If it were someone else, Guts would have struck back.
He knew she'd probably hate him more for the thought, but he couldn't help it. He was rough around the edges, he was unburnished, yet even if Casca hadn't been pretty he could never have brought himself to strike her face. The tiny grain of chivalry that god-knew-how survived in him would rear its head and, because she was also his war comrade and not some stranger, he let the feeling restrain him.
Casca was simmering. She kept her dignity and didn't try to struggle away, but there was colour on her cheekbones and sharpness in her eyes.
"I don't know what more you want from me," Guts said. "I care about Griffith as much as you do. Is what I've shown over these past years not enough for you to stop hating me because of him?"
"I haven't said anything about Griffith," she retorted.
"We've had this fight a hundred times. I'm not an idiot."
"I beg to differ. Taking on a hundred men alone to prove whatever it is you're trying to prove sounds like idiot behaviour to me."
"It was less than a hundred considering you killed a few, but funny you should bring it up since it was you who got us into that mess. How many times was it that I saved your life again?"
"I never asked for any of that!"
"Of course you wouldn't! But you will never have to ask me, Casca!"
Guts realized his admission, the way he'd said it, the moment it registered on his friend's face. He realized how tightly he was gripping her wrist and how close she had to stand to keep her arm relaxed, and the sudden awareness of her body heat.
Her dark, doe-like irises stared through him. Whenever Guts would picture her in his mind, he had always seen those eyes first.
And then Griffith's would follow, like a reminder to Guts that Casca wasn't his to think about.
He let go of her.
"Sorry," he said. "I'll... leave."
He began turning away to do just that when a gentle touch on his arm halted him.
"Guts. Wait." Her voice had lost much of its edge, so though it was still against his better judgment the swordsman returned his focus to Casca.
Her hand moved to hold the upper part of his forearm where it was uncovered by his gauntlet. Her thumb made a few small brushing motions over the skin there, almost like she wasn't aware of the movement.
Guts dragged his gaze up to her face. Her lips were parted slightly, brows creased in residual frustration, as if there were something she wanted to say and didn't know how to put into words.
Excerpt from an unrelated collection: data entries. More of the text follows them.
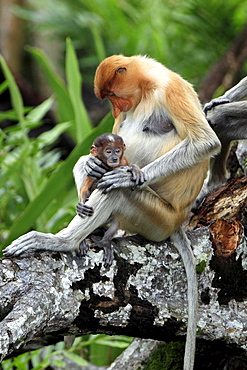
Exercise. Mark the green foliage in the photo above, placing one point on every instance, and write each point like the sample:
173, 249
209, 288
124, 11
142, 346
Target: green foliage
37, 189
180, 33
56, 355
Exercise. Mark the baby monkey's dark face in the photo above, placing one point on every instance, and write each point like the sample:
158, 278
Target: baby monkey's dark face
112, 155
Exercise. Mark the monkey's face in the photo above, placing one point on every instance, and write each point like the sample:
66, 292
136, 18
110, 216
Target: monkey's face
116, 80
112, 156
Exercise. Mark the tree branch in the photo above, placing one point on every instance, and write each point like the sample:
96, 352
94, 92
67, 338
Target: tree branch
48, 295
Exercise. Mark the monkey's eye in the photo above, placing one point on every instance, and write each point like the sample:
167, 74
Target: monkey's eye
121, 69
108, 151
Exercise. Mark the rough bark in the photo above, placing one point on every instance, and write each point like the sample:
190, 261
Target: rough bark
45, 296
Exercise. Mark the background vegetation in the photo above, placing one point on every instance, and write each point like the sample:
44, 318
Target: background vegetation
45, 125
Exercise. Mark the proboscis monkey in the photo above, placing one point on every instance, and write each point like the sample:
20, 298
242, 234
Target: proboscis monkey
160, 118
108, 148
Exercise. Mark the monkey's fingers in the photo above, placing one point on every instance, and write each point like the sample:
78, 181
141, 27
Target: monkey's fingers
213, 103
115, 179
137, 175
95, 168
20, 245
84, 210
108, 252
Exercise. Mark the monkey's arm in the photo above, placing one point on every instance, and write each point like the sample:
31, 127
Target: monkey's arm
236, 93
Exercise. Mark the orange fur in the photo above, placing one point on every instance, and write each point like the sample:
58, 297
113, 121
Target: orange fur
141, 87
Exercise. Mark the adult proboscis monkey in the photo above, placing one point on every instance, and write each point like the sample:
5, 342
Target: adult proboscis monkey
160, 118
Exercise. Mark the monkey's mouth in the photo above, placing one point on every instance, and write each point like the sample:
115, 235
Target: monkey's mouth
113, 164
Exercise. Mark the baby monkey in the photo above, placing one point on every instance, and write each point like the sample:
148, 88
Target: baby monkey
108, 148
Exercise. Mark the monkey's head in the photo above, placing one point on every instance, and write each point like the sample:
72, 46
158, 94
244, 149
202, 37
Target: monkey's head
123, 81
109, 148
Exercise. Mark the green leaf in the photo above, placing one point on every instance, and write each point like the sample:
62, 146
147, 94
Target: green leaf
64, 106
77, 359
36, 114
16, 98
58, 181
74, 80
3, 86
49, 137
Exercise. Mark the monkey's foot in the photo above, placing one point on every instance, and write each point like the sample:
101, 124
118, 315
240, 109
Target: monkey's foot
108, 252
84, 210
35, 240
83, 249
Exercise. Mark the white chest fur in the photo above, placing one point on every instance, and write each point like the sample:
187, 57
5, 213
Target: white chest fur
144, 139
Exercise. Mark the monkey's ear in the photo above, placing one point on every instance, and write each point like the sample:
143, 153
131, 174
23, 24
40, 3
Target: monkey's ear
121, 70
94, 150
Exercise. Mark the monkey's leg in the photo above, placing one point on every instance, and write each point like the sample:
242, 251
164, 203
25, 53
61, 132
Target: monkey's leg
69, 238
105, 243
182, 243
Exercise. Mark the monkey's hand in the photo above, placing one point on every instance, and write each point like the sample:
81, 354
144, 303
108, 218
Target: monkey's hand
95, 168
108, 251
122, 177
84, 210
213, 103
137, 176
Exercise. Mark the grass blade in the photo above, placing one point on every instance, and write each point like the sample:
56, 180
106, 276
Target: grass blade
55, 184
74, 80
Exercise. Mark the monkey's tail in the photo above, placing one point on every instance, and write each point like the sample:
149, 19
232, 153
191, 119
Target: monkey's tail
182, 244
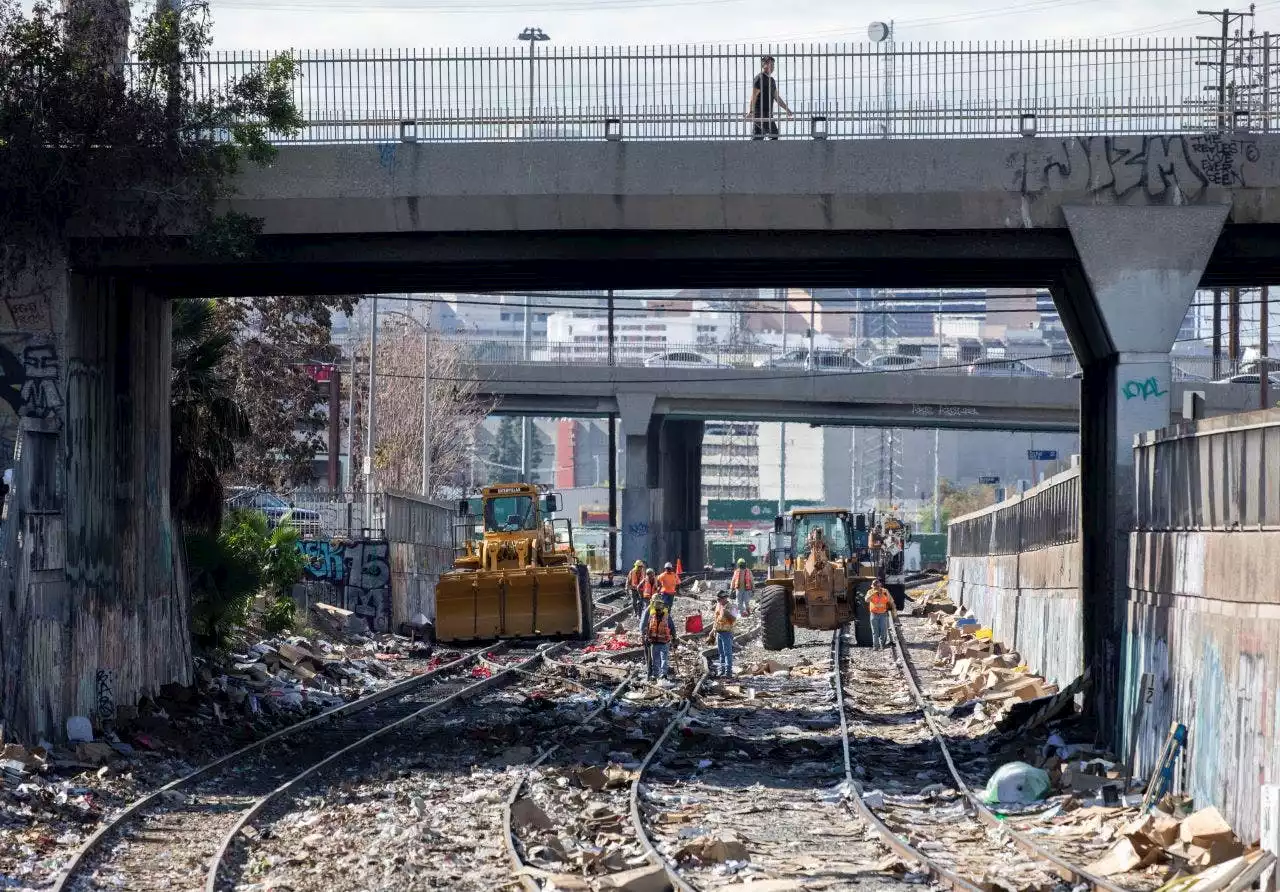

He knew he wasn't any better with words than she was – the mantle of silver tongue belonged to Griffith. Yet now it was not Griffith's captivating speech but Casca's silence that kept Guts frozen, like a midnight snowfall on a traveller passing by.
"Um," a voice broke in from the entryway. "I really hope I'm not interrupting anything..."
A youthful head of blond hair and a face dusted with freckles peeked around the door frame, one nimble hand giving a wave in the air to help announce its owner's presence.
"Judeau," Casca acknowledged.
"Hey. Can I steal Guts from you? It's not that urgent, I suppose, if you're still talking..."
"It's fine. I was just leaving," Guts replied.
"Oh. Okay, if you say so," Judeau said as Guts walked past him out the exit. "I guess I'll catch you later then, Casca."
Guts didn't bother to pay much attention to the tail end of his companions' farewells, but eventually both Judeau and his voice caught up.
"Did you piss her off again? There's some wonderful testaments to her throwing arm out in the hallway," the knife-thrower himself said, adjusting his stride to stay even with the swordsman.
"Oh," Guts sounded.
"What?"
"I forgot to – nevermind." He let air hiss out between his teeth. "Damn woman."